Apple's APIs for macOS and iOS are simply better than those provided by either Microsoft (for Windows), Google (for Android), etc. Apple's APIs are, for the most part, very well-thought-out; their engineers have put together fantastic layers in the operating system and its UI components. The primary reason so many apps perform poorly on Apple platforms is because those apps were developed using 3rd party cross-platform tools (eg. Electron, or making an iOS app with webviews rather than native elements).

Developers who make efficient use of Apple's APIs, and who spend time to reduce their backend response time on remote API calls, will always produce an amazing product. The best example I can think of off the top of my head is the Apollo app for Reddit on iOS; it is coded with 100% native platform APIs, with no slow cross-platform garbage. It's such a breath of fresh air to witness.

1 comments

> the fact is that any app built properly with native MacOS/iOS APIs will be extremely fast

Nope, you’re reaching too far. Applications built using native frameworks will have a strong push to generally do it right, but nobody can save you from an O(n^2) loop. And even with native frameworks and engineers with access to the best resources, you can totally mess up: take macOS Catalina’s Activity Monitor app, which takes up approximately half a core updating a table view every second, which it managed to do previously with a mere fraction of the resource usage. You can’t fix everything.

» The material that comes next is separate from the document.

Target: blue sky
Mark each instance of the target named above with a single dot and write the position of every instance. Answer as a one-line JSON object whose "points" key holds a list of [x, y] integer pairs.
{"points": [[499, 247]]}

> The best example I can think of off the top of my head is the Apollo app for Reddit on iOS; it is coded with 100% native platform APIs, with no slow cross-platform garbage.

Apollo is not cross-platform, but it doesn’t always use native platform widgets as I have pointed out to Christian in the past. I don’t think this has had a major performance impact, especially since they aren’t in the most computationally expensive path, but those parts probably do not interact with the platform at the layer you think they do.

1. I did not mention Apple's own native apps as a perfect example. I have also noticed Activity Monitor as an imperfect sample. I'm not sure if it's a limitation of the APIs available, or if Apple engineers just fucked up. I 100% agree that Activity Monitor takes up far more resources than it should. Then again, monitoring every single process (plus thousands of threads!) running on an operating system is an intensive undertaking, so I'm not entirely sure who to blame, if anyone.

2. I will 100% defend Christian until the end of days. I respect the fact you at least know his name, assuming that you can in return understand that everything he does is amazing. Yes, some of what he does directly counteracts the weaknesses that are innate to the Apple platform (which should be called out against Apple). His most recent release, for example, offers a "Smart Rotation Lock", which swaps between portrait and landscape depending on whether a GIF or video is playing; something Apple should have built in from day one. Also, he had a volume bar in top-left corner on iPhone X and beyond before Apple even made that standard. IMO everything he does to break the "Apple philosophy" winds up getting adopted by Apple. Christian is that good.

3. Everything I said above, whether already existing at Apple or pushed towards the future, is already better than Windows or Linux. MacOS and iOS are positioned to take over the future of computing, minus one mother-fucking aspect (fuck you, Apple): gaming. Even if Metal is technically superior, vendor-lock at Apple makes Metal worthless vs. DirectX and OpenGL. This is the only thing I am willing to abdicate… Apple+MacOS+iOS needs to figure out how to play nice with cross-platform gaming.